The elevator moves. I back into the space. I don’t want to be here. There must be a stairway down. No. No escape. I have to work, but I don’t have to stand in the hallway like a fool. I go inside.
The loft is L-shaped. One wall, almost fifty feet long with seven-foot-tall windows, runs south along the Greene Street side. The south wall has more, which overlook Broome. It’s dark outside. The rain makes me remember that I’m wet. I look at the radiators. They’re too small for the space. The ceilings are twelve feet high and broken up by sprinkler runs and ductwork. Even in the dim light I can tell most of the work here has been finished. In the corner are paint cans, a couple of ladders, tarps. The elevator doors open. I walk out of its sight line, around the L, into the kitchen. The cabinets are done.

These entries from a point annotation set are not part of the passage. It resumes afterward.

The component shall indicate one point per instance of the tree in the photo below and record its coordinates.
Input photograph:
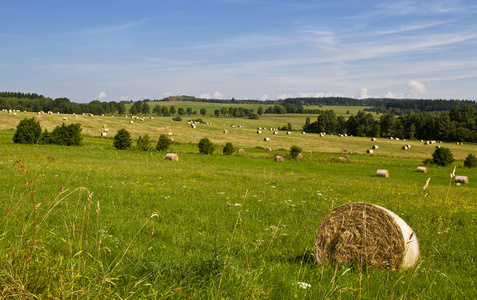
(294, 151)
(163, 143)
(442, 157)
(144, 143)
(28, 131)
(228, 149)
(122, 140)
(206, 146)
(470, 161)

“Motherfuckin’ dark as shit.”
It’s Chris. After all this time I can tell his voice — deep, but not truly resonant. Articulate with a bit of a Bed-Stuy edge. He turns on the lights. He’s with other people. They walk heavily, slowly. It’s eight now, but they don’t seem to be in much of a rush to punch the clock. They all have paper bags full of deli breakfast. There’s no one running this job. They’re going to take their time. Breakfast is on Nancyboy, which of course gets passed on to the client.

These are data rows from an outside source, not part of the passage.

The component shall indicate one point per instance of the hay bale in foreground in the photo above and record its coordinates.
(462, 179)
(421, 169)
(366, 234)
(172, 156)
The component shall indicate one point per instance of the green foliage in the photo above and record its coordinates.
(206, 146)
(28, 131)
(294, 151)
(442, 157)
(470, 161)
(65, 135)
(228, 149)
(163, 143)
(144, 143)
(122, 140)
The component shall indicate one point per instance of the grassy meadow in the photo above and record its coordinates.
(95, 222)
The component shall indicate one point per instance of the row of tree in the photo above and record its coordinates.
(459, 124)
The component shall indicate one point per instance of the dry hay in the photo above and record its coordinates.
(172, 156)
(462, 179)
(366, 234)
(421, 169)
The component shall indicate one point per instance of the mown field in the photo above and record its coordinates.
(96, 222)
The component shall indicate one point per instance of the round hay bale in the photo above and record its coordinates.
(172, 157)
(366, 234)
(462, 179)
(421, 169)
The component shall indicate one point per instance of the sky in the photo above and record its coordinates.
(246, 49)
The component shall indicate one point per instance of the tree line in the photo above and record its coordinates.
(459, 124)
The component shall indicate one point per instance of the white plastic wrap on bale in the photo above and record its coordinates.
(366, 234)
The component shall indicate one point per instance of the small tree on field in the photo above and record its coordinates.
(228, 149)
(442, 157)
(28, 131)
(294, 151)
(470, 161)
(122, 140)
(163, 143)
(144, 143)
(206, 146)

“Jesus motherfucking Christ,” says Chris when he sees me — deadpan — to belie his surprise. “What’s up?” He throws a short wave and turns before I can respond. He goes to the corner sill and studies his breakfast from outside the bag. He reaches in, arranging the coffee and the buttered bun within. Then he takes the items out and arranges them on the sill. The other two, whom I don’t recognize, follow suit on their own sills. They eat quietly. Young men slouched in preparation for becoming old.
“Well, well.”
KC’s at the door. KC and Bing Bing. The others don’t greet them, and they disappear behind a soffit and reappear again. By 8:30 everyone’s ready to go.
“You’re with us, professor.” KC beckons me to the paint supply. There’s not much I hate more than painting — not so much the actual rolling, but the prep, the cleanup. He points at the Baker, sucks his teeth, then points vaguely at the first few windows.

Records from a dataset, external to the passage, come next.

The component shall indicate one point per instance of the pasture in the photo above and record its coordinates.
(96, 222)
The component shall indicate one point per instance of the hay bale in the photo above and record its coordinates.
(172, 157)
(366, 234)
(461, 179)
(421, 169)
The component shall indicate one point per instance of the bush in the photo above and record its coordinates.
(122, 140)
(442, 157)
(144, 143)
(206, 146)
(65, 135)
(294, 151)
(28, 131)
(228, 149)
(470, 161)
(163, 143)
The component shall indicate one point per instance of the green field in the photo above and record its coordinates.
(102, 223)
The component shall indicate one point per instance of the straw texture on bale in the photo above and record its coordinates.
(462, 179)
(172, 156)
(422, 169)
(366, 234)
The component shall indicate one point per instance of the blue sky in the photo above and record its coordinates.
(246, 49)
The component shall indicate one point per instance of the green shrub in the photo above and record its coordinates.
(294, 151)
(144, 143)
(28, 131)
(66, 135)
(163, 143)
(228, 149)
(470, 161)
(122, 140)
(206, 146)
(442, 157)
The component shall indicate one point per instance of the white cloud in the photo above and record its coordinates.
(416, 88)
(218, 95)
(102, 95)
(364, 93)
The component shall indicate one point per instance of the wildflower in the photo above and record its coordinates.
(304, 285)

“We have to set this thing up,” he says, more to himself than to anyone else. Because it’s not a direct order, Bing Bing ignores it. He goes to the middle window and leans against it. He looks across at the other building — the apartments above the jeans store. Some of them are being renovated, as well, but they aren’t nearly the size of this one. A squat white man with a thick mustache and a very young black man work on a countertop.
“What you doin’, man?” KC barks. Bing Bing turns slowly and shrugs.
“Wa d’you won?”
“Set up the ting, mon!”
Bing Bing sucks his teeth, though not nearly as loud as KC, and waves me to him.
“C’mon, mon.” I go. We circle the broken-down scaffold and then stop. We both reach for the same side at the same time and both pull back. I let him pick it up. I’m not sure how he wants to go about putting it together — and a Baker isn’t complicated at all. You can look at one and intuit how it should work: two vertical steel sides, like ladders, with slots in them; two horizontal lengths with ends that pocket into the slots; a metal-edged sheet of plywood to fit as the platform. It’s the hesitation that gets us, the uneasy hierarchy that keeps us both staring at the section he’s holding.
“Get dat a won.” So it’s been decided. Bing Bing’s lord of this particular fiefdom. And because we have a leader, things move smoothly. We put the Baker together and wheel it over to the first window by the front. Bing Bing starts back to the supply pile. I try to follow, but he raises his hand to me like he’s a crossing guard. He doesn’t pick up his feet, and his boots are only laced to the ankle. The tops fan out and his jeans are stuffed into them. They remind me of Eskimo boots, or what I’ve imagined Eskimo boots, if there are such things, to look like — hides and pelts wrapped tightly but seeming to be loose around feet and ankles. He shuffles back atop the sawdust and gypsum-coated floor with a box of sandpaper. KC meets us beneath the window.
“She likes these, you know. Yeah, she likes them like this.” He waves up at the window. “Yeah, don’t touch anything — she says.” He sucks his teeth again. The window frames are metal — old stainless or tin — it’s hard to tell because they’re so worn, gummed up and over with dirt and soot and grease and little chips of old lead paint.